High-CTR: Senior Infrastructure Engineer Careers at Crusoe - San Francisco, California | Apply Now!

full-timePosted: Nov 2, 2025

Job Description

Senior Infrastructure Engineer at Crusoe - San Francisco, California

Crusoe's mission is to accelerate the abundance of energy and intelligence. We’re crafting the engine that powers a world where people can create ambitiously with AI — without sacrificing scale, speed, or sustainability.

Be a part of the AI revolution with sustainable technology at Crusoe. Here, you'll drive meaningful innovation, make a tangible impact, and join a team that’s setting the pace for responsible, transformative cloud infrastructure.

Role Overview

We are seeking a highly skilled and motivated Senior Infrastructure Engineer to join Crusoe’s Fleet Operations team. This role is focused on the advanced diagnosis, maintenance, and repair of high-performance GPU compute clusters, ensuring maximum uptime, reliability, and performance across our fleet.

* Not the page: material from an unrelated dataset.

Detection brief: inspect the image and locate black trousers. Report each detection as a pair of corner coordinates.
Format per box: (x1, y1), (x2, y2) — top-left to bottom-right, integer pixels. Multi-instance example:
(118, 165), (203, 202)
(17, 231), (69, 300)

The ideal candidate will be hands-on with GPU rack-level troubleshooting and work closely with data center operations, engineering, and vendors to support cutting-edge infrastructure featuring the latest NVIDIA and AMD GPUs. This position plays a critical role in maintaining the health and scalability of Crusoe’s rapidly growing GPU fleet.

A Day in the Life

As a Senior Infrastructure Engineer, your day will be dynamic and challenging. You'll start by reviewing the overnight performance reports of Crusoe's GPU fleet, identifying any potential issues or areas of concern. You'll then dive into troubleshooting specific hardware faults within GPU racks and high-density compute systems, utilizing your deep understanding of GPU architectures to pinpoint the root cause of problems.

You'll collaborate with data center operations to manage and perform field-replaceable unit (FRU) repairs for GPUs, power supplies, and cooling systems. After repairs, you'll conduct post-repair validation, burn-in testing, and NVIDIA NCCL testing to ensure system stability and performance. A significant part of your day will also involve implementing and executing preventative maintenance procedures to improve fleet reliability and extend hardware lifespan.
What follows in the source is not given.